After much talk with locals VK4CBW Wallace and VK4ZW Ray, I decided to get back to basics and start from scratch. I rebuilt the earthing system to ensure the connections were good, I removed the two external speakers I had rigged up and I removed the antenna switch that wasn’t grounded. This didn’t cure the problem.

Then I installed a 4:1 balun (thanks Wallace) and removed my G5RV and replaced it with a 20-10m dipole that I had shipped in from the US. Much better but still some RFI on one or two bands.

I then made a current choke by winding five turns of coax in a circle 8 inches in diameter at the feed point to the balun, which I mounted just outside the window to the shack where the coax enters. This did the trick.

The choke and LDG 4:1 balun outside the window of the shack.

Building a Ten Tec Regenerative Receiver Model No 1054

I have always found radio fascinating. I have also always been amazed at the way the old fashioned regenerative receivers from the 1920s worked, so when I received the Ten Tec 1054 as a Christmas gift this year, I couldn’t wait to get the soldering iron out and begin building.

This is the kit as it arrived.

The PCB is huge, which means there is a lot of space. This is nice as it allows you to go about populating it with all its components without fear of solder bridges or making other silly mistakes.

This kit is built in two stages: the audio amplifier is tacked and tested first, then the RF amp, regen detector and frequency tuning/switching.

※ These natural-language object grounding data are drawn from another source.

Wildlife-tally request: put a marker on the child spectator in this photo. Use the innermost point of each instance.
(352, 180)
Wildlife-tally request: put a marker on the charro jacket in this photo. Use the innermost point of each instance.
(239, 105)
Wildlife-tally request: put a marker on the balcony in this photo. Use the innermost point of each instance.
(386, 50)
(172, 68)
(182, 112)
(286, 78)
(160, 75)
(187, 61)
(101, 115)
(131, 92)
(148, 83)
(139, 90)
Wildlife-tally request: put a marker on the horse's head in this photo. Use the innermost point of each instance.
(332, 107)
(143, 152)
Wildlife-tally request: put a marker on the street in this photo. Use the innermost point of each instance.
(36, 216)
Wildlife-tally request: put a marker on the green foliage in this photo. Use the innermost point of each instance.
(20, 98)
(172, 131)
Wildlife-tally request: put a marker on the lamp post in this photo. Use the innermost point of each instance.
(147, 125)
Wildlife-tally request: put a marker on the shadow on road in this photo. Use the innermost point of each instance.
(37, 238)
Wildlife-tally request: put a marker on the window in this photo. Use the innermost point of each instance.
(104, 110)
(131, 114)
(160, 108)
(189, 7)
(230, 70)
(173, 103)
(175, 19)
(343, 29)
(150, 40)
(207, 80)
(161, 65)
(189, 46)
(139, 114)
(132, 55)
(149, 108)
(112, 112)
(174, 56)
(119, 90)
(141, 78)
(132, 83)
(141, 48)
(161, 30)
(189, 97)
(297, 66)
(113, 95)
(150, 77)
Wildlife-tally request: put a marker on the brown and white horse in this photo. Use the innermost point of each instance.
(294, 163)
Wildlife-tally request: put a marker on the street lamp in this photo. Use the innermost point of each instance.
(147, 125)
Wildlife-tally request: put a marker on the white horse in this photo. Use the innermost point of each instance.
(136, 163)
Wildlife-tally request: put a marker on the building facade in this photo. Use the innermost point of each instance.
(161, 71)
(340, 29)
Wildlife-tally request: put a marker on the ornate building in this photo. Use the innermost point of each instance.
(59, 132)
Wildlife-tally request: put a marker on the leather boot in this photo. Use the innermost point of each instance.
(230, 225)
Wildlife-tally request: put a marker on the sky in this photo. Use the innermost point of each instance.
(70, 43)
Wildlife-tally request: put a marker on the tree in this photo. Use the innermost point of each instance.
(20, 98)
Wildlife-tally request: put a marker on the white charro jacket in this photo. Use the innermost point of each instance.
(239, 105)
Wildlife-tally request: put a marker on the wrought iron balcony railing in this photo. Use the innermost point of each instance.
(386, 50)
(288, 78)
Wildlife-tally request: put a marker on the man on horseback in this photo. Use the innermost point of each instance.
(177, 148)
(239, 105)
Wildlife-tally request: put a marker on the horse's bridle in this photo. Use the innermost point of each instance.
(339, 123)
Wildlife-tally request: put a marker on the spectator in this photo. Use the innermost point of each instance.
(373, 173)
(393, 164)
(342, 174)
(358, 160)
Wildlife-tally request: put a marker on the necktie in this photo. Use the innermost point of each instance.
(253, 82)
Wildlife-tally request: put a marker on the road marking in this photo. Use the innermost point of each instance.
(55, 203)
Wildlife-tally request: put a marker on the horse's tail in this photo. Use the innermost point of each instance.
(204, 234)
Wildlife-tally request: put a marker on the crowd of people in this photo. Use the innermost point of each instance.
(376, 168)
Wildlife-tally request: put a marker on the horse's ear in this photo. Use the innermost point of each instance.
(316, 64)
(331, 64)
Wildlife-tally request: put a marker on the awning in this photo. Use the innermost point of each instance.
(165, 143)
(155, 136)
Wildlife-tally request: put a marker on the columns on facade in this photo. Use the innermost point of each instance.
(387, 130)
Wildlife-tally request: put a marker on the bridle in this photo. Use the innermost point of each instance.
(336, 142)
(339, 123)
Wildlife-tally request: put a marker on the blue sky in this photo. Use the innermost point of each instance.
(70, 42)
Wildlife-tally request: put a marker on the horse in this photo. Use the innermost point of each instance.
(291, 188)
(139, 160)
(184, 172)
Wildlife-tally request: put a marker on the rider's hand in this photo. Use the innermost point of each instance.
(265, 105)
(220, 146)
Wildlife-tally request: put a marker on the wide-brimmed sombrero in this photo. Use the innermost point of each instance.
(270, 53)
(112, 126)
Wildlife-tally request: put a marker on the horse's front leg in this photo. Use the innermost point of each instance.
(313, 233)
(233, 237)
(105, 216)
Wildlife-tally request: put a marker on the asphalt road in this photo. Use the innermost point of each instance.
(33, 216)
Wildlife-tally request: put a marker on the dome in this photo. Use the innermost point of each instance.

It also comes with a nice metal front panel.

I always use a vice to hold the PCB as it makes soldering on the underside easy.

The audio amp is the ubiquitous LM386, which is a smart choice. This hardy integrated circuit is so well tested, stable and easy to mess around with and it puts out a decent volume too.

One interesting feature of this kit is that it relies on two power sources: battery A, which is a 9V battery and battery B which is a 9-12V DC source. The reason for this is to keep the voltage supply independent of the audio amp to eliminate the chances of oscillator instability or AC hum, which is the curse of regen receivers of old.

Testing the first phase. Note my speaker box.

Once phase 2 had been completed, it was time to adjust the coil. This is easily done with the aid of a second receiver tuned to 6.9MHz. There are four bands that one can select by means of the band selection switches on the front panel. Band 1 covers 5.9 to 6.4MHz, band 2, 6.9 to 7.4MHz, band 3, 8.5 to 10.2MHz and band 4, 11.5 to 16.5MHz.

Once the board was completed and tuned it was time to fit the front panel. No knobs or enclosure comes with the kit. That’s my next project.

So, how does this little rig perform? Surprisingly well with only 10ft of wire as an antenna. It is easy to tune and the volume from my stand alone speaker is fine for listening to across the room. I listened to the Boxing Day Cricket Test and thoroughly enjoyed it. So far I have only managed to pick up the ABC and one or two CW transmissions but that’s not the fault of the rig. The bands have been getting quieter by the year.

The Ten Tec 1054 on my shelf.

Next I will add some knobs and build a wooden enclosure to complete the project.